La variante inglese del coronavirus si appresta a diventare il ceppo prevalente in Europa.

L'allarme si alza non per i vaccini, che dovrebbero restare efficaci, quanto per l'alta contagiosità riscontrata (fino al 70% in più): la pressione per gli ospedali potrebbe diventare insostenibile.

Oltre che nel Regno Unito, la nuova variante è stata rilevata in Australia, Olanda, Danimarca, Belgio, Italia e forse anche Germania. Più della metà dei casi di Covid segnalati nel sud-est dell'Inghilterra sono risultati collegati a questa nuova variante. La maggior parte delle persone colpite ha meno di 60 anni, in Galles l'età media è di 41 anni.

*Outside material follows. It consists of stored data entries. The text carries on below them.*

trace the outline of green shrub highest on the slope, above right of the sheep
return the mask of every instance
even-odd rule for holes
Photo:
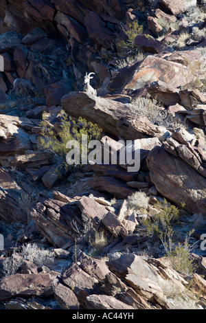
[[[130,55],[137,54],[139,49],[135,45],[135,37],[143,33],[144,27],[139,25],[137,20],[133,21],[133,23],[129,23],[127,27],[124,27],[123,25],[121,27],[128,38],[126,41],[119,41],[119,47],[122,47]]]

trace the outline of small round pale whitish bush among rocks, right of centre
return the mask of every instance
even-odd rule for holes
[[[127,199],[128,208],[138,210],[139,212],[146,212],[149,203],[149,197],[145,192],[135,192]]]

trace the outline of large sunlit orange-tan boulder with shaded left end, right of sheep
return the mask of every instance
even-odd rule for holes
[[[174,88],[184,86],[195,80],[198,73],[203,75],[205,71],[203,57],[195,51],[192,56],[191,52],[190,54],[184,54],[185,52],[168,54],[166,59],[162,58],[161,54],[149,55],[141,62],[119,69],[106,87],[113,93],[130,93],[158,80]],[[199,65],[195,63],[196,60],[200,62]],[[195,65],[196,68],[192,69],[191,66]]]

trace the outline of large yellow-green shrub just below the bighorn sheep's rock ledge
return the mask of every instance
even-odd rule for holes
[[[87,141],[98,140],[102,129],[97,124],[87,122],[87,120],[78,118],[78,122],[71,120],[65,113],[62,115],[62,122],[58,135],[54,130],[54,126],[49,123],[47,116],[43,115],[43,121],[40,124],[42,131],[39,139],[40,145],[48,151],[52,151],[60,158],[65,166],[66,155],[69,152],[67,142],[76,140],[80,144],[80,155],[82,154],[82,135],[87,135]],[[81,165],[80,165],[81,166]]]

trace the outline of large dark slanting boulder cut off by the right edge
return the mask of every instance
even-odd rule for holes
[[[163,147],[148,154],[150,178],[158,192],[192,213],[206,210],[205,178],[179,157]]]

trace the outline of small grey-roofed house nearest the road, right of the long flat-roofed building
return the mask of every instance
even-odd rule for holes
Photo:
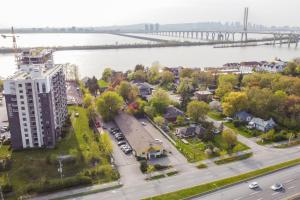
[[[202,138],[206,129],[199,125],[190,125],[189,127],[180,127],[176,129],[175,135],[180,138],[191,138],[198,136]]]

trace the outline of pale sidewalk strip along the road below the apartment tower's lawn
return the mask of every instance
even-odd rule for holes
[[[107,190],[112,190],[115,188],[122,187],[123,185],[119,183],[118,181],[110,182],[110,183],[104,183],[99,185],[92,185],[89,187],[82,187],[82,188],[76,188],[76,189],[70,189],[70,190],[64,190],[61,192],[55,192],[51,194],[47,194],[44,196],[37,196],[34,198],[31,198],[33,200],[50,200],[50,199],[65,199],[65,198],[72,198],[92,193],[98,193],[98,192],[104,192]]]

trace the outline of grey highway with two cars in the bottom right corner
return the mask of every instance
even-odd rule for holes
[[[256,181],[259,188],[249,189],[250,182]],[[218,190],[214,193],[194,198],[195,200],[277,200],[297,194],[300,191],[300,165],[278,171],[249,182]],[[274,183],[283,184],[284,189],[273,191],[270,186]]]

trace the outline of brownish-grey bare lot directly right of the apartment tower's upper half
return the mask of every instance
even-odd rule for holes
[[[75,81],[67,81],[67,104],[68,105],[81,105],[82,93],[79,89],[78,84]]]

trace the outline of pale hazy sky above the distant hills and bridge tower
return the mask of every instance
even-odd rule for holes
[[[243,21],[300,26],[300,0],[0,0],[0,27]]]

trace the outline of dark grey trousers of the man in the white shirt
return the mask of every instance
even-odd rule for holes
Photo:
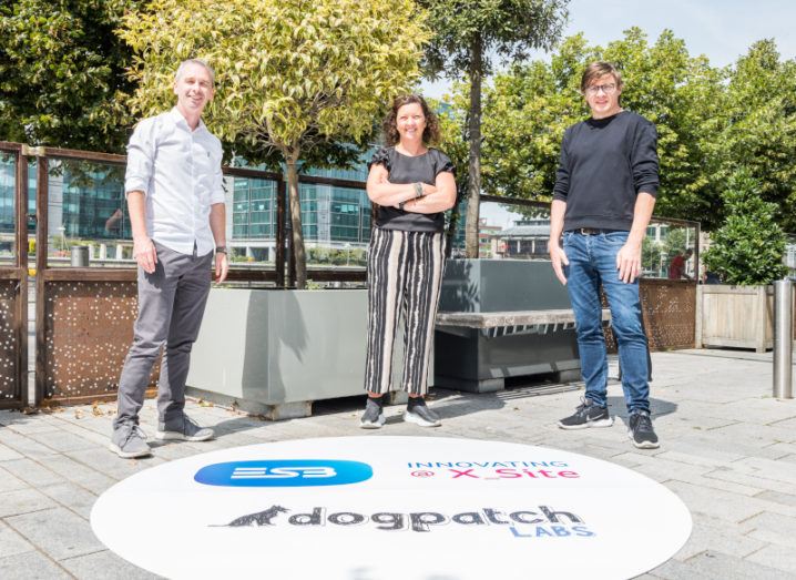
[[[119,379],[114,430],[139,423],[152,366],[163,353],[157,384],[161,421],[181,417],[185,407],[185,379],[191,347],[198,336],[211,285],[211,252],[192,256],[155,244],[157,264],[152,274],[139,267],[139,317],[135,336]]]

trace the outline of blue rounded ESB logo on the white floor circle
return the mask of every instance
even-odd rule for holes
[[[228,461],[203,467],[194,480],[224,487],[345,486],[370,479],[374,470],[359,461],[335,459],[276,459]]]

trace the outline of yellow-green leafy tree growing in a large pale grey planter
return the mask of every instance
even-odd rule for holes
[[[419,78],[425,13],[409,0],[379,10],[370,0],[159,0],[151,8],[129,13],[121,33],[135,53],[134,109],[165,110],[176,64],[204,58],[217,72],[207,126],[227,155],[276,157],[289,197],[297,289],[213,288],[188,385],[275,418],[363,393],[366,291],[303,289],[298,169],[345,164],[367,147],[374,120]]]

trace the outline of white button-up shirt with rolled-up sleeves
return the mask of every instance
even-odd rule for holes
[[[147,235],[203,256],[215,247],[210,206],[224,203],[222,147],[202,121],[195,131],[176,108],[144,119],[127,145],[124,191],[145,194]]]

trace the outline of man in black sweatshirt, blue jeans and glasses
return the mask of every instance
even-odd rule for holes
[[[639,448],[659,446],[650,419],[646,335],[641,319],[641,244],[657,194],[655,126],[620,105],[622,77],[594,62],[581,91],[592,116],[570,126],[561,144],[550,214],[550,257],[567,285],[578,329],[585,396],[562,429],[610,427],[608,359],[602,330],[602,286],[619,344],[629,437]],[[560,245],[563,233],[563,248]]]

Vista la sua estrema trasmissibilità, il Consiglio europeo per il controllo delle malattie (Ecdc) ha invitato i Paesi Ue a identificare immediatamente i contagiati in modo da testarli, isolarli e tracciare i loro contatti.

Tre le ipotesi fatte dall'Ecdc sull'origine del ceppo: la prima è che si sia sviluppato con una prolungata infezione da SarsCov2 in un paziente immunodepresso, in cui possono essersi accumulate più mutazioni capaci di eludere il sistema immunitario. L'altra è che, grazie ad un processo di adattamento il virus, presente negli animali, sia stato ritrasmesso all'uomo dall'animale, come accaduto negli allevamenti di visoni in Danimarca e Olanda. La terza ipotesi è che la variante sia emersa attraverso la circolazione in Paesi con poca o inesistente copertura di sequenziamento genetico. Qualsiasi sia l'origine, quello che appare probabile è che i laboratori europei dovranno ricontrollare e aggiornare i nucleotidi usati nei vari metodi diagnostici del SarsCov2, quali i tamponi molecolari e i test antigenici.

"La variante del virus individuata in Gran Bretagna non è rilevabile da tutti i test attualmente disponibili - avverte il virologo Francesco Broccolo - La rileviamo solo se la cerchiamo con il sequenziamento, un esame che solo alcuni laboratori possono condurre".